Commissioner Ball said, “The Nourish NY program was put into action incredibly quickly to address the immediate needs of our families and our farmers who are both struggling as a result of the COVID-19 pandemic. In just a few weeks, this program has already made a significant impact on our communities, helping to bring food to those in need through the purchase of excess product that are farmers found themselves no longer able to sell.”
The Nourish New York initiative aims to quickly reroute New York’s surplus agricultural products to the populations who need them through the state’s food banks. The state is providing $25 million to food banks and other emergency food providers to buy surplus milk, yogurt, cheese, vegetables, fruit, and more from New York farmers who have temporarily lost markets as a result of school and restaurant closures and to bring that product directly to families in need.
Purchases have been made directly from New York produce farms and dairy manufacturers, who purchase their milk from New York farmers, such as Upstate Niagara Cooperative, Hudson River Fruit Distributors, Yancey's Fancy, Sorrento, and Kreher’s. In addition, Southern Tier farms and dairy processors have participated in the program, providing produce and dairy to food banks across the State.
The Food Bank of the Southern Tier serves Broome, Tioga, Tompkins, Steuben, Chemung, and Schuyler Counties. The Food Bank will host a food distribution event on June 26 at Windsor High School. Visit www.foodbankst.org/find-food to register for this and future events, and to learn more.
Natasha Thompson, Food Bank of the Southern Tier President and CEO, said, “The Nourish New York program has allowed our Food Bank to incorporate more nutritious, fresh foods, like produce and dairy, into our weekly Community Food Distributions across our six-county region. Not only do our families appreciate these products, but we are pleased to be able to support our New York State farmers who have always been so generous to us in the past. This is truly a win-win program.”
Lynne Bohan, VP of Communications and Government Affairs at HP Hood, said, “Hood’s Arkport facility is a proud member of the Southern Tier community, and our collaboration with Nourish New York has enabled us to support communities in our own backyard. The program is a win-win for us to be able to help local farmers and their families while preventing unnecessary food waste.”

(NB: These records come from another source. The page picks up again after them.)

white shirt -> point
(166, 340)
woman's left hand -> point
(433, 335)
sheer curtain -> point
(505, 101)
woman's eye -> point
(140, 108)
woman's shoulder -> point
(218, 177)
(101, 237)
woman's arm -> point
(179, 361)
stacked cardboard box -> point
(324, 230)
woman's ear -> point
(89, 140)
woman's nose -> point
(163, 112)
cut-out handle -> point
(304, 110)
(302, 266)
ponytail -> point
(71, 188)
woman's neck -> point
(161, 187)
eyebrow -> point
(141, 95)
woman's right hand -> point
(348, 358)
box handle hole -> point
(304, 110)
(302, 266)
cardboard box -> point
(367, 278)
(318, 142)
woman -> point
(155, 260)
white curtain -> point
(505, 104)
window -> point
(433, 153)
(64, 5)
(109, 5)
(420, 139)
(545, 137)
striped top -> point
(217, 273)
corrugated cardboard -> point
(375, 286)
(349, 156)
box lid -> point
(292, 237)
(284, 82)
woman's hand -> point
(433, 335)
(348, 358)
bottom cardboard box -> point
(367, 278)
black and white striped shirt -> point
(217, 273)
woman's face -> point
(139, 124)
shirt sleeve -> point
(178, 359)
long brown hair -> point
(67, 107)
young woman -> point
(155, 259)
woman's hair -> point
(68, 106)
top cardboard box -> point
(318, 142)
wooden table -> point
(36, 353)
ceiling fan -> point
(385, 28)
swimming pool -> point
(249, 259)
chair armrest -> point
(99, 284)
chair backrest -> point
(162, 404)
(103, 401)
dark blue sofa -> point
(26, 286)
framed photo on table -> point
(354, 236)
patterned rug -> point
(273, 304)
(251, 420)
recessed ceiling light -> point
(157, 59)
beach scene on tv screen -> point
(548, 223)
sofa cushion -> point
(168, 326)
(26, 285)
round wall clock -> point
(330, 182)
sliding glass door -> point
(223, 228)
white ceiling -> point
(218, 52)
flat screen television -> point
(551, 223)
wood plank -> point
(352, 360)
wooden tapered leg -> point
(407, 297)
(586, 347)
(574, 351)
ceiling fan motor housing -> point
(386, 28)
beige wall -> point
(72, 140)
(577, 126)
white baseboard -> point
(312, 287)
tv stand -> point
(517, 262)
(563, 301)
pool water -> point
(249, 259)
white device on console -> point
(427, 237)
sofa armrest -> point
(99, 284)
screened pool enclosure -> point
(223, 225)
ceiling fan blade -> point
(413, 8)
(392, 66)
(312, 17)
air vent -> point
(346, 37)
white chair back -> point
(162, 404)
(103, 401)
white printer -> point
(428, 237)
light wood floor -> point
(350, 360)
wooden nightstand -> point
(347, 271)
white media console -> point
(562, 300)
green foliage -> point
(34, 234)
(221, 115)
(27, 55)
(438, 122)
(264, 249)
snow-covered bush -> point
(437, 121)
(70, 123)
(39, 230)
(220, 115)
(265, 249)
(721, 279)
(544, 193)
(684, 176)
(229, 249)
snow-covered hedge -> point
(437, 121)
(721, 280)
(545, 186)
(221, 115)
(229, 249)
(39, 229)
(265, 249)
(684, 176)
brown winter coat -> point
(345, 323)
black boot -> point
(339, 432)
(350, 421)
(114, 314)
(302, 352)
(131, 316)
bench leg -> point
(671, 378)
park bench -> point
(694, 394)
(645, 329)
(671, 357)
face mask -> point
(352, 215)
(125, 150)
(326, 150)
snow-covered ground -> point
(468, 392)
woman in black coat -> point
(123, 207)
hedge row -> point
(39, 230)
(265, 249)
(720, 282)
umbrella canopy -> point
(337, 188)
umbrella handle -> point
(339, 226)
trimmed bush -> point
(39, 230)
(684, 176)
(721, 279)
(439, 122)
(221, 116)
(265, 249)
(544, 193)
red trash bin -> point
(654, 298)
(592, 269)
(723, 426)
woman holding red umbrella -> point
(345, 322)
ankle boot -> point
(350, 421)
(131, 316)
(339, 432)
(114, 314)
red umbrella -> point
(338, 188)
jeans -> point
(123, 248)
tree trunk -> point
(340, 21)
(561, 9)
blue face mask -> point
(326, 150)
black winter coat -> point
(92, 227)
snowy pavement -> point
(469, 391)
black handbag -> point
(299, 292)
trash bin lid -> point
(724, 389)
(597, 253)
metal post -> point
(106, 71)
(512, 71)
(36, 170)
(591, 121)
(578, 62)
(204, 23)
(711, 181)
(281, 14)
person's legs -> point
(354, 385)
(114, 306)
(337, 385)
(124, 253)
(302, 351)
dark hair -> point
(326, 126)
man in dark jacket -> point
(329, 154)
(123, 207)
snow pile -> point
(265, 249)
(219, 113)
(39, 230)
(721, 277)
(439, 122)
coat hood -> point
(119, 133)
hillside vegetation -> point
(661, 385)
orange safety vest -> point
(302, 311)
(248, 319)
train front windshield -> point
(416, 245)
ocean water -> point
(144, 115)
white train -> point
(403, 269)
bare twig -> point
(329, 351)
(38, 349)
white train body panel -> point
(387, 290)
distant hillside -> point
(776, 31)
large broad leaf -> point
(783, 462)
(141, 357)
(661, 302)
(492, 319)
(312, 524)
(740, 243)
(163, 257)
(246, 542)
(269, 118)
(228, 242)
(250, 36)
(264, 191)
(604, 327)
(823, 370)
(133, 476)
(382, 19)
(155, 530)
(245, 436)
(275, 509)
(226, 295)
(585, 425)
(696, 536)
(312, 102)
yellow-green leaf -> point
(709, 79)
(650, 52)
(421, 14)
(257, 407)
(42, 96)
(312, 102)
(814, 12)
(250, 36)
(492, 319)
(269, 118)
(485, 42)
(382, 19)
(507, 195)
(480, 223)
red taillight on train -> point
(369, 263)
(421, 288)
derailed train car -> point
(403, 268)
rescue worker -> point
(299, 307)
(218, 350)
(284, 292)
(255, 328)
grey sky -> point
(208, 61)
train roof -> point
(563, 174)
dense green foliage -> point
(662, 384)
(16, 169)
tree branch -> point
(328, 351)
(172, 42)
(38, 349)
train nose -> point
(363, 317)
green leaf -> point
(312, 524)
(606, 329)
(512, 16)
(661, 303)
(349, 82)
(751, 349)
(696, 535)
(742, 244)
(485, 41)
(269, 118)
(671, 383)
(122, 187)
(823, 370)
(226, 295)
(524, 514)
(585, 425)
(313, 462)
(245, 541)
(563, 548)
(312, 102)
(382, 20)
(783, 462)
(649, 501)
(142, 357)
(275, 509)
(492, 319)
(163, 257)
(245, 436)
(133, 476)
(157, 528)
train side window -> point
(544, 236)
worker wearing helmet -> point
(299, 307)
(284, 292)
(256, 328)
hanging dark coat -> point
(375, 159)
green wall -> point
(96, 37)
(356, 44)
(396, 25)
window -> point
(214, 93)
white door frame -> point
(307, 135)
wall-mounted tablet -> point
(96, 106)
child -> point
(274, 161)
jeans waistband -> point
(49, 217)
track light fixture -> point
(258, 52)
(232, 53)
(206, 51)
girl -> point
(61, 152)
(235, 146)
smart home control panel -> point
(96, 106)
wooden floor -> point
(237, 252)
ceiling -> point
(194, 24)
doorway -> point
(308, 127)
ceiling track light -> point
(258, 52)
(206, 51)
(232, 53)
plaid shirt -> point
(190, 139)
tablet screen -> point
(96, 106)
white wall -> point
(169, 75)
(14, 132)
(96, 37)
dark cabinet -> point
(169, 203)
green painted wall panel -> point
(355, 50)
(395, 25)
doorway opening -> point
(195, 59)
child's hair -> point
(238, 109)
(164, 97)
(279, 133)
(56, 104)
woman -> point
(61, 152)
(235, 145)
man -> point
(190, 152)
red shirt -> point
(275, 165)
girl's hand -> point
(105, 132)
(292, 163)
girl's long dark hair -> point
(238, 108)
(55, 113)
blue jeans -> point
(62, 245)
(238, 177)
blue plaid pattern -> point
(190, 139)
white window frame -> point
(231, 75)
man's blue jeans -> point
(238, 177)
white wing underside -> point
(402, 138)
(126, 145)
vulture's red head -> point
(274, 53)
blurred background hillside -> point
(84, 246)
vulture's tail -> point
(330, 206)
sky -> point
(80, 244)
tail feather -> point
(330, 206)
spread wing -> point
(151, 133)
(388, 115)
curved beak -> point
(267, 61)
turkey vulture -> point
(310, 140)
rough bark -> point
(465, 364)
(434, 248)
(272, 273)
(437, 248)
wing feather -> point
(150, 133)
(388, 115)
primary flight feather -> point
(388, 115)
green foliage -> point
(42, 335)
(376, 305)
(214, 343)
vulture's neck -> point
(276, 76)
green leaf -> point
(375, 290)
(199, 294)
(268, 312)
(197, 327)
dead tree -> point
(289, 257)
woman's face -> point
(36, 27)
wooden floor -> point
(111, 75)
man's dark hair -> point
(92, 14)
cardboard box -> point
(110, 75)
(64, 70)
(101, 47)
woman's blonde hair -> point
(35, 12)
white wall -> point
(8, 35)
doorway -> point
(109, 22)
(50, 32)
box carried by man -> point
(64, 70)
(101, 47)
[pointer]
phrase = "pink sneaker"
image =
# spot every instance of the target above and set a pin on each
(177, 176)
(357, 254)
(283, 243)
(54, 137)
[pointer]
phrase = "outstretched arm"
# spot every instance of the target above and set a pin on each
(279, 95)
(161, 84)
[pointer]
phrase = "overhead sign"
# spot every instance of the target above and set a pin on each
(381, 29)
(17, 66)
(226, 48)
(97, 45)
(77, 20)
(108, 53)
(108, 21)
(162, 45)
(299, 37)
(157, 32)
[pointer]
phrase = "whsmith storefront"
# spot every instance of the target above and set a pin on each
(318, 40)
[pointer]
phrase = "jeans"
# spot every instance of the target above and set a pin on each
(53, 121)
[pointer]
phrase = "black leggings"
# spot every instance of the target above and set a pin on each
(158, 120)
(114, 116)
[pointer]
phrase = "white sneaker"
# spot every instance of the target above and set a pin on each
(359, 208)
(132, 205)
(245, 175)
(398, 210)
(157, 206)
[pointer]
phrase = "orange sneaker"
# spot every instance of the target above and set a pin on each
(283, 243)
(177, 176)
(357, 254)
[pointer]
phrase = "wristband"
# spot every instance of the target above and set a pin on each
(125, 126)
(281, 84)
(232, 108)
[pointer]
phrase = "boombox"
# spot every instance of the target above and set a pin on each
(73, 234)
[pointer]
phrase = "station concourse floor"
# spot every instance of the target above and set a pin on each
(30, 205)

The Nourish NY program is administered by the State Department of Agriculture and Markets and the New York State Department of Health. The initiative is being led by a special task force created by Governor Cuomo, which includes:
- Kelly Cummings, Director of State Operations and Infrastructure
- Richard Ball, Commissioner of Agriculture
- Rossana Rosado, Secretary of State
- Karim Camara, Executive Director of the Office of Faith-Based Community Development Services
- Fran Barrett, Director of Non-Profits
- Mike Hein, Commissioner of the Office of Temporary and Disability Assistance
The State is asking any philanthropies that would like to help the State's food banks to contact Fran Barrett, Director of Non-Profits at [email protected]
As a result of the COVID-19 pandemic, New York food banks have seen a dramatic increase in demand, in some regions up to 200 percent, as many New Yorkers struggle to put food on the table. At the same time, New York’s farmers and producers have been faced with their own unprecedented extreme financial difficulties. Many have lost up to 50 percent of their markets through the closure of schools and restaurants, leaving them without a place to sell their perishable products.